Soda Ash is used as a raw material for a vast number of key downstream industries such as Soaps, Detergents, Glass, Silicate, Specialty Chemicals. Increasingly it is being applied for climate change mitigation and environmental management applications such as Flue-gas Desulphurization and mitigating the impact of acid rain on inland water bodies.

There are five manufacturers of Soda Ash in India, having installed capacity to the extent of 3.16mn tonnes. Of these, four are located in the state of Gujarat and one in Tamil Nadu. The main reason for the concentration of Soda Ash facilities in Gujarat is the availability of key raw materials, salt, and limestone.
India is the 4th largest producer of Pesticides after the USA, Japan, and China. India is the 3rd largest producer of Pesticides in Asia. The Indian Pesticides Industry has been growing at 8-9% per annum over the past five years.

Specialty Chemicals are the relatively high value, low volume chemicals are known for their end-use applications and/or performance-enhancing properties. In contrast to base or commodity chemicals, Specialty Chemicals are recognized for ‘what they do’ and not ‘what they are’. Specialty Chemical Industry growth typically follows the growth of major key end markets.

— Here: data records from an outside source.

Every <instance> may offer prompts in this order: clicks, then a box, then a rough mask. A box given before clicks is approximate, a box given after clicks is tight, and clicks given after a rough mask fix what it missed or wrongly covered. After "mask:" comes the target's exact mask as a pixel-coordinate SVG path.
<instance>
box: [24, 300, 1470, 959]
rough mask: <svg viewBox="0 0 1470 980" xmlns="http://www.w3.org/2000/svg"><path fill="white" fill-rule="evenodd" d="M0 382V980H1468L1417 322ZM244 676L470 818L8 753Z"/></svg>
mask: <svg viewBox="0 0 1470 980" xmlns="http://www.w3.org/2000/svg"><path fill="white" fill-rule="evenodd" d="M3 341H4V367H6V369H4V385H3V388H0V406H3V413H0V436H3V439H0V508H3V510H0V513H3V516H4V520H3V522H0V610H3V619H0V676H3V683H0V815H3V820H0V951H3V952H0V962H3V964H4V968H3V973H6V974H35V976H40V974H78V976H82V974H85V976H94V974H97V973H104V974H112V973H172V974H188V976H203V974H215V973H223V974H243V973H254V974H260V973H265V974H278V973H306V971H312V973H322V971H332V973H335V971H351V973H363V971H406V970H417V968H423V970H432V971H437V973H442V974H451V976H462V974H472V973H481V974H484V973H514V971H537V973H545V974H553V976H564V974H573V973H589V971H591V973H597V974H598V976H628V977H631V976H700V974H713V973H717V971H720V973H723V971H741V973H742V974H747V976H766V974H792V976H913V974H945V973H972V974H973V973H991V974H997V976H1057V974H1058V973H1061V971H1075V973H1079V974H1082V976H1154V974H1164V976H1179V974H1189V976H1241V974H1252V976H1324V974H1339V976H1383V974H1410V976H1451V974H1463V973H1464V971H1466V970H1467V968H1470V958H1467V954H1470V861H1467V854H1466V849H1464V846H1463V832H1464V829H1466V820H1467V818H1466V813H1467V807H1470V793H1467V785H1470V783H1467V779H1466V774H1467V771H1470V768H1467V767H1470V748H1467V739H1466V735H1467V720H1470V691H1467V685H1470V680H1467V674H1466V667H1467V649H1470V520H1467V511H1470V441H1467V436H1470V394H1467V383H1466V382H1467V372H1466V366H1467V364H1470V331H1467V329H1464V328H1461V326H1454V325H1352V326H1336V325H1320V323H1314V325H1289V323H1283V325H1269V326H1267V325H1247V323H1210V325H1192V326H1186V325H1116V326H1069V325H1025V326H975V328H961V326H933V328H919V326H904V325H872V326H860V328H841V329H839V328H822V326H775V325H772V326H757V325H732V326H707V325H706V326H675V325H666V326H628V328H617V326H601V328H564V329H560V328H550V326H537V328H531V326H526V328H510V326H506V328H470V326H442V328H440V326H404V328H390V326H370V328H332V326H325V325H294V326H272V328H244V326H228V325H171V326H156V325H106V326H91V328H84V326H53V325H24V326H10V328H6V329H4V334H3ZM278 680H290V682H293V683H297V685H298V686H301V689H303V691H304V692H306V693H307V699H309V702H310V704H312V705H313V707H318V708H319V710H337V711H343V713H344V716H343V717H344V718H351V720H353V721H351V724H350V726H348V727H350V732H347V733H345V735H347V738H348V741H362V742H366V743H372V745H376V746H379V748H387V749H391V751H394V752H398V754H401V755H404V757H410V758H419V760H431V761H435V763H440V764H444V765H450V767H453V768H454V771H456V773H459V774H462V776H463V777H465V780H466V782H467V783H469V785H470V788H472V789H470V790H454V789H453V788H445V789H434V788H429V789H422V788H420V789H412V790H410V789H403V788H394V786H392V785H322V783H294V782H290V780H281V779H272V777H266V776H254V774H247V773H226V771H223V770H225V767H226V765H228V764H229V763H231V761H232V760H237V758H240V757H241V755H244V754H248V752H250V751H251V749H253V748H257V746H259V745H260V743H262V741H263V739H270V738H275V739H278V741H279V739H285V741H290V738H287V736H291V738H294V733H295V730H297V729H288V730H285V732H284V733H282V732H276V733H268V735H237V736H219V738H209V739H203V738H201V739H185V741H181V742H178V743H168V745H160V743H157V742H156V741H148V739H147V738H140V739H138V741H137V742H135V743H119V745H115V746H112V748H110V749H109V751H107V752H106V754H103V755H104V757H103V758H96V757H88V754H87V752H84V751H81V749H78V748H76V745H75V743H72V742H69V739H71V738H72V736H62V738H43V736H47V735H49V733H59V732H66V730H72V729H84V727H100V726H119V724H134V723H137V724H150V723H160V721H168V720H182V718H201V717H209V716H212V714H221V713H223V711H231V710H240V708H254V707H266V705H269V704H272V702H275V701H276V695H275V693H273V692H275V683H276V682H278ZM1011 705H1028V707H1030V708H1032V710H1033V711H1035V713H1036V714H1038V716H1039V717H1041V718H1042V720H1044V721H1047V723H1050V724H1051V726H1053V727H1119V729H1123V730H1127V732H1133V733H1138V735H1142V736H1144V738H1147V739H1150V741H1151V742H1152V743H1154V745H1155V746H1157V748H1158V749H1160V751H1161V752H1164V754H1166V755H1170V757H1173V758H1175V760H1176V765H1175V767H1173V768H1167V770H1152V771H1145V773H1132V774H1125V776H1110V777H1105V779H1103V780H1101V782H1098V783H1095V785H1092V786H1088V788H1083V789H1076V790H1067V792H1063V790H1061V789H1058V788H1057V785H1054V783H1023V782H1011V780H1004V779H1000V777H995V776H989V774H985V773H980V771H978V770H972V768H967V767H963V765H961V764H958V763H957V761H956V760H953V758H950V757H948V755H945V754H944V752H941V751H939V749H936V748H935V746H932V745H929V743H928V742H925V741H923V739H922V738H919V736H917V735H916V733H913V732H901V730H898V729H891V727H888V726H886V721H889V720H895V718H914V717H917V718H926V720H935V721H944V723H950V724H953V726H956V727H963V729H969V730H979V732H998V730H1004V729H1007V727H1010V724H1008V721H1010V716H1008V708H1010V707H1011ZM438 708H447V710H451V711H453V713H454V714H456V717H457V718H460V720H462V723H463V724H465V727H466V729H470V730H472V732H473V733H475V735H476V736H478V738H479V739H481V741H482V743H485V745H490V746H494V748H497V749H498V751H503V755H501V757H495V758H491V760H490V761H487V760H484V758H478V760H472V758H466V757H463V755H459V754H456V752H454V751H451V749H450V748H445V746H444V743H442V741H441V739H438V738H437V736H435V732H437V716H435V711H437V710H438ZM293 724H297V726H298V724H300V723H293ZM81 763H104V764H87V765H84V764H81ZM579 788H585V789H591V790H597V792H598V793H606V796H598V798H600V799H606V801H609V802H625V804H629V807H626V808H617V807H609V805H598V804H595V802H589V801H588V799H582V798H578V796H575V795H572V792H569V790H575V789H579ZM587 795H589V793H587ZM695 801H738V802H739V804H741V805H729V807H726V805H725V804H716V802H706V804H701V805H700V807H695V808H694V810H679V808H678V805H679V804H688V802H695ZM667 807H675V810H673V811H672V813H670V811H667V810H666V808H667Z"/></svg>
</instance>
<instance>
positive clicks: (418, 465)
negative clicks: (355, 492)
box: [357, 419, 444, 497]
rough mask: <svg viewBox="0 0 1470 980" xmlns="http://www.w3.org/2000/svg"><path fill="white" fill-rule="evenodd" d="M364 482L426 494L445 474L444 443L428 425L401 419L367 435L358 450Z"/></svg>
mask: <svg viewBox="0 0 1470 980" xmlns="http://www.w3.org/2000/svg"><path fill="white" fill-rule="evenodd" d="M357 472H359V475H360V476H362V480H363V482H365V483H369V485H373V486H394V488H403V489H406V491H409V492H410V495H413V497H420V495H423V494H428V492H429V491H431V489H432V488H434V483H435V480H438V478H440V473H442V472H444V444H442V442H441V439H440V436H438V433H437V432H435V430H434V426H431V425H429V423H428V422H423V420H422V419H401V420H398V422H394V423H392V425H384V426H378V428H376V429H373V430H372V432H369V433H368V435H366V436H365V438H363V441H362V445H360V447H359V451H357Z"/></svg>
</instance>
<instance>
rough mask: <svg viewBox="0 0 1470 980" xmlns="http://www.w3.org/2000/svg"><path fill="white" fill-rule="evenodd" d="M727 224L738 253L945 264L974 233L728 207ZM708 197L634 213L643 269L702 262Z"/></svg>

Pharmaceuticals and Bulk Drugs: Large scale chemical production of APIs (Active Pharmaceutical Ingredients) was started by the national sector in the mid-1970s which accelerated in the next decade.

Today, India is in a position to meet three-fourths of its requirement of Bulk Drugs and almost entire requirement of formulations. From a turnover of INR 100mn in 1947, drug production today is worth approximately INR 280,000mn (USD 6.5bn).

Numerous initiatives have been proposed in the 12th five-year plan (2012-2017) to boost the growth of Indian Chemical Industry including:

  • Set-up of a technology up-gradation fund of USD 80mn which will make the industry greener and more intolerant towards environmental pollution.
  • Proposal to establish an autonomous USD 100mn Chemical Innovation Fund to encourage commercialization efforts for innovations.
  • Providing incentives for the use of bio-based raw materials which will alleviate the chances of a chemical disaster.
  • Regulatory support against cheap imports to allow the domestic market to flourish without too much pressure.

While the Government has surely been supporting Chemical Industry in many ways, it is still a challenge for the Government to boost the growth for Chemical Industry due to the increase in environmental concerns. Nonetheless, the future of the Indian Chemical Industry seems encouraging.